Braking And Acceleration In Running Biomechanics
Running is different from walking because of the absence of a double limb stance period in gait when the two legs are on the ground at the same time and a period in running known as the float phase when neither leg it on the ground.
It is actually having a float phase that gets a race-walker disqualified for running! Running also involves greater accelerations (speeds) than occur during walking, which requires bigger braking events when the foot hits the ground. Both braking and acceleration involve changes in energy use.
Braking and acceleration use of energy
Force is mass x acceleration, so the forces experienced in running are far greater than those that occur in walking. The forces relate to the energy being created in and by the body during running (which is also true in walking). Runners are either dissipating, storing, releasing or generating energy depending on what part of the running cycle the runner’s limb is in at any particular time. The dissipation of energy can occur through using special cushioning anatomy such as the heel fat pad, or through the action of muscle through a process called muscle-tendon buffering which allows joints and muscles to work together like shock absorbers.
Running involves much more energy than walking. The energetics or efficiency of human running is not good compared to the energetics of walking, being 50-80% greater in energy costs (1). This is because more braking energy is lost to the body and more acceleration energy needs to be created by muscles during running than occurs in walking (2,3).
Running is based on a spring-mass system where we bounce onto and off of the ground, using spring-like behaviour of muscle-tendon control of joint motion to act as a shock absorber with the spring-like recoil from the energy stored in the muscle-tendon tissues to helping to drive us upwards and forwards towards float phase and the next step.
The human lower limb and foot works as an energy dissipator during the braking phase, taking some energy away from what can be stored in the spring mechanism during impact (4). The elastic recoil of the spring, therefore, needs extra muscle activity to make up the difference from that energy lost in braking, topping up the energy for the acceleration phase.
The faster we run the worse the deficit between energy lost from braking to energy needed for acceleration becomes (4). Therefore there is a burst of negative work during the collision (braking) event followed by a rebound of positive work from energy storage (5), supplemented by muscle activity to make up for the energy deficit (6).

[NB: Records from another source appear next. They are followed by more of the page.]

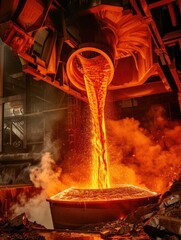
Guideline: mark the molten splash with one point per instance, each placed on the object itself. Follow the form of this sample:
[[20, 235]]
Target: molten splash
[[97, 72]]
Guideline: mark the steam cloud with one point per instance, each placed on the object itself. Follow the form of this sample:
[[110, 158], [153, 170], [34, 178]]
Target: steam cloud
[[149, 158]]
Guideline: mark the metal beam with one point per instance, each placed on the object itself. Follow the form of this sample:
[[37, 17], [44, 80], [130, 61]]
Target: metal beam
[[137, 91]]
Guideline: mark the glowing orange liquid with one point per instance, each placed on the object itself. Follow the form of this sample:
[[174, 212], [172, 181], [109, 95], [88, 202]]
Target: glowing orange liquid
[[96, 75]]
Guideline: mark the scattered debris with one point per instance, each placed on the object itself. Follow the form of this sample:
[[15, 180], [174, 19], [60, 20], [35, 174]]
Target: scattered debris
[[19, 228], [158, 221], [161, 220]]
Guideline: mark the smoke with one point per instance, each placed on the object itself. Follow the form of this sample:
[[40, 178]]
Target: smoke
[[47, 175], [36, 209], [145, 157]]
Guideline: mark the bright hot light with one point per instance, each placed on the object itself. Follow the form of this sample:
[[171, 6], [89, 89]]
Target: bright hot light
[[97, 73]]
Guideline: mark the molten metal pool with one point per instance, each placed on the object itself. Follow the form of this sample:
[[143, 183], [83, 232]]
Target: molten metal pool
[[73, 208]]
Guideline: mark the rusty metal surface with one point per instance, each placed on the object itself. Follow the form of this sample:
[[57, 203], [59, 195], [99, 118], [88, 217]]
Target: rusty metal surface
[[77, 207]]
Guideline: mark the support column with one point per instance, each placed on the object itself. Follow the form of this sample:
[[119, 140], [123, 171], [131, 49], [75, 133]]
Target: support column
[[1, 92]]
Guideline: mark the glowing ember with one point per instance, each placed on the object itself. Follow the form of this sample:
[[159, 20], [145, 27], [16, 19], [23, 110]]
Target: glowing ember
[[124, 192], [97, 73]]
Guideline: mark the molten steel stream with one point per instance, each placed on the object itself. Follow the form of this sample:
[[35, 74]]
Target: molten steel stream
[[97, 72]]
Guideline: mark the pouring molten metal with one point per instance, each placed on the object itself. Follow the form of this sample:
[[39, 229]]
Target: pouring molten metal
[[75, 207]]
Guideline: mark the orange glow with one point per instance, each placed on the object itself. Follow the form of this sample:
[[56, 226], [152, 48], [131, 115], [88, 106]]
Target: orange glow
[[96, 76]]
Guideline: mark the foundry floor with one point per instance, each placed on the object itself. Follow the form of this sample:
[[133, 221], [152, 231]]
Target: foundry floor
[[86, 236]]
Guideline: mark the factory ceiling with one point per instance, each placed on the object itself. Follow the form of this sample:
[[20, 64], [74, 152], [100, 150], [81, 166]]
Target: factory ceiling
[[141, 41]]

Ground contact BRAKING ENERGY = ENERGY STORED in muscles and tendons – DISSIPATED ENERGY during braking
Acceleration energy = STORED ENERGY + MUSCLE GENERATED ENERGY
The result of this running energy-deficient risks fatigue developing in the muscles far sooner and at a shorter distance than occurs in walking. Fatigue in running is a significant injury risk (7), so efficient running to prevent premature fatigue is important not only for performance but also to help prevent injury. Keeping the right muscles strong for your running style is, therefore, the key to reducing injury risk!
References:
- Farley CT, McMahon TA. (1992). Energetics of walking and running: insights from simulated reduced-gravity experiments. J Appl. Physio.. 73: 2709-12
- Kram R, Taylor CR. (1990). Energetics of running: a new perspective. Nature. 336: 265-7.
- Griffin AH, Roberts TJ, Kram R. (2003). Metabolic costs of generating muscular force in human walking: insights from load carrying and speed experiments. J Appl. Physio. 95: 172-83.

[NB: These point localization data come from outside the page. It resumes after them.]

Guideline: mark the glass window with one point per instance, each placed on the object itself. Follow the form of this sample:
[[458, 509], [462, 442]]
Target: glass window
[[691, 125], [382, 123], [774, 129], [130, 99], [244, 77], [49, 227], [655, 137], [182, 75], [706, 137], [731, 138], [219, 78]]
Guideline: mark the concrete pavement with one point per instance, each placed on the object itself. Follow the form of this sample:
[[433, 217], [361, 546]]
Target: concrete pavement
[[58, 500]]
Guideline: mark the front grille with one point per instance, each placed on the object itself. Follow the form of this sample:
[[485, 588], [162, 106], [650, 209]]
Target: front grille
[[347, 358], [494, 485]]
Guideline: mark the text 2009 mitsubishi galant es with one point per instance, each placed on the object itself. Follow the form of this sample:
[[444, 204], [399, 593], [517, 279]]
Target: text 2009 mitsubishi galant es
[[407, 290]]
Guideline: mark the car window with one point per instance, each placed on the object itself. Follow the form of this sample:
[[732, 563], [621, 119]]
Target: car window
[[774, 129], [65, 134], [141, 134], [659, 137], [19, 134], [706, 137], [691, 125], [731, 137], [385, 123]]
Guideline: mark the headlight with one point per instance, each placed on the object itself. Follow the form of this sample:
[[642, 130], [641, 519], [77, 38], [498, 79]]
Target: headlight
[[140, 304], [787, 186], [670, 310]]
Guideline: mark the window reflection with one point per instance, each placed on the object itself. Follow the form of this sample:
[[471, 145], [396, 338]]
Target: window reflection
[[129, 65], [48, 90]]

- Kelly LA, Cresswell AG, Farris DJ. (2018). The energetic behaviour of the human foot across a range of running speeds. Scien. Rep. 8: 10576.
- McMahon TA, Cheng GC. (1990). The mechanics of running: how does stiffness couple with speed. J Biomech. 23 (s1): 65-78
- Riddick RC, Kuo AD. (2016). Soft tissue store and return of mechanical energy in human running. J Biomech. 49: 436-41.
- Morin J-B, Samozino P, Millet GY. (2011). Changes in running kinematics, kinetics, and soring-mass behaviour over a 24-h run. Medi. Sci Sports Exerc. 43: 829-36.